The Fortuna Basin has been tectonically uplifted since Wichmann Bed times (Messinian) until today, with short periods of marine influence in the basal part of the Rambla Salada Gypsum. By contrast, in the northwestern Bajo Segura Basin, a level of marine sedimentation, intercalated between continental lutites and conglomerates (Albatera red beds), marks the Pliocene marine transgression and the end of the Messinian Salinity Crisis [3,26].

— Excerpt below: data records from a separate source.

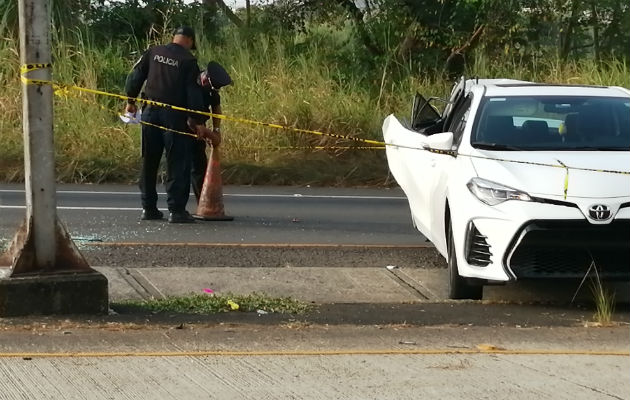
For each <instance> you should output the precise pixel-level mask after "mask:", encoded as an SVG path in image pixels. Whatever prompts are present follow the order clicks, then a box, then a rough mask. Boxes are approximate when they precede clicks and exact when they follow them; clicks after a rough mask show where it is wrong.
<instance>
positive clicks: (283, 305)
mask: <svg viewBox="0 0 630 400" xmlns="http://www.w3.org/2000/svg"><path fill="white" fill-rule="evenodd" d="M116 305H119V306H131V307H134V308H139V309H142V310H147V311H151V312H171V313H183V314H216V313H224V312H236V311H237V312H258V311H259V310H260V311H262V312H267V313H281V314H304V313H306V312H307V311H308V310H309V309H310V306H309V305H308V304H306V303H302V302H300V301H298V300H294V299H291V298H288V297H281V298H275V297H269V296H267V295H265V294H261V293H252V294H250V295H234V294H230V293H227V294H221V295H208V294H191V295H189V296H172V297H167V298H164V299H152V300H141V301H138V300H130V301H125V302H120V303H116V304H114V308H115V307H116Z"/></svg>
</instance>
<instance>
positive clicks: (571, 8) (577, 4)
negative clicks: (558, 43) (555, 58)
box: [560, 0, 580, 61]
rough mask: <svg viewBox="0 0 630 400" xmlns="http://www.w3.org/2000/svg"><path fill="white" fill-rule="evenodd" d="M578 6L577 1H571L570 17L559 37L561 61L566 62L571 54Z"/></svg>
mask: <svg viewBox="0 0 630 400" xmlns="http://www.w3.org/2000/svg"><path fill="white" fill-rule="evenodd" d="M579 6H580V2H579V0H573V3H572V5H571V16H570V17H569V22H568V23H567V27H566V30H565V31H564V34H563V35H562V36H561V40H560V59H561V60H562V61H566V60H567V58H569V53H570V52H571V44H572V42H573V31H574V29H575V25H576V24H577V16H578V9H579Z"/></svg>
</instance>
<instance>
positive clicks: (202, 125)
mask: <svg viewBox="0 0 630 400" xmlns="http://www.w3.org/2000/svg"><path fill="white" fill-rule="evenodd" d="M195 132H196V133H197V138H198V139H199V140H206V141H210V142H211V143H212V147H218V146H219V145H220V144H221V134H220V133H219V132H216V131H212V130H210V129H208V128H206V127H205V126H203V125H197V129H196V130H195Z"/></svg>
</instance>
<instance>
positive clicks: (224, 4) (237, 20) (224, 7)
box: [203, 0, 243, 28]
mask: <svg viewBox="0 0 630 400" xmlns="http://www.w3.org/2000/svg"><path fill="white" fill-rule="evenodd" d="M203 4H204V5H206V6H212V5H215V6H218V7H219V8H220V9H221V10H222V11H223V12H224V13H225V15H226V16H227V17H228V19H229V20H230V21H232V23H233V24H234V25H236V26H238V27H239V28H241V27H242V26H243V21H241V19H240V18H239V17H238V15H236V14H234V11H232V9H231V8H230V7H228V5H227V4H225V1H223V0H203Z"/></svg>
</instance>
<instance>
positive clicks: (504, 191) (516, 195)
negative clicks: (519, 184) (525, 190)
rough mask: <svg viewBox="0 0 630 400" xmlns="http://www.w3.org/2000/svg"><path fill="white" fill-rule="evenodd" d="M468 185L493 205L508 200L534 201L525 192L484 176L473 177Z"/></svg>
mask: <svg viewBox="0 0 630 400" xmlns="http://www.w3.org/2000/svg"><path fill="white" fill-rule="evenodd" d="M466 186H468V190H470V192H471V193H472V194H474V195H475V197H476V198H478V199H479V200H481V201H482V202H484V203H486V204H488V205H491V206H496V205H497V204H501V203H503V202H504V201H508V200H520V201H532V198H531V197H529V195H528V194H527V193H525V192H521V191H520V190H516V189H514V188H511V187H509V186H504V185H501V184H500V183H496V182H492V181H488V180H485V179H482V178H472V179H471V180H470V182H468V184H467V185H466Z"/></svg>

The Bajo Segura Basin is a marginal basin connected with the Mediterranean, with evaporites (San Miguel Gypsum), younger than the Fortuna ones, related to the MSC. The Fortuna Basin can be considered an example of the evolution of an interior basin of the Betic–Rif cordilleras with an early restriction phase due to the onset of the TASZ marked by the TSC. This restriction phase could be found in other eastern Betic cordillera basins joined to the TASZ, as the Lorca basin [12], but in other basins, as the ones in the centre, their continentalization was the result of the general uplift, as described by García-García et al. [9], due to the kilometre-scale east–west-striking folds [1]. The TSC should be used only for the basins affected by the TASZ.
Acknowledgments
This work has been supported by projects CGL2006-08848, CGL2007-65832/BTE and GV06/093 and the research group GRUPOS03/085 (Generalitat Valenciana). The paper has greatly benefited by constructive comments by C. Montenat and an anonymous reviewer.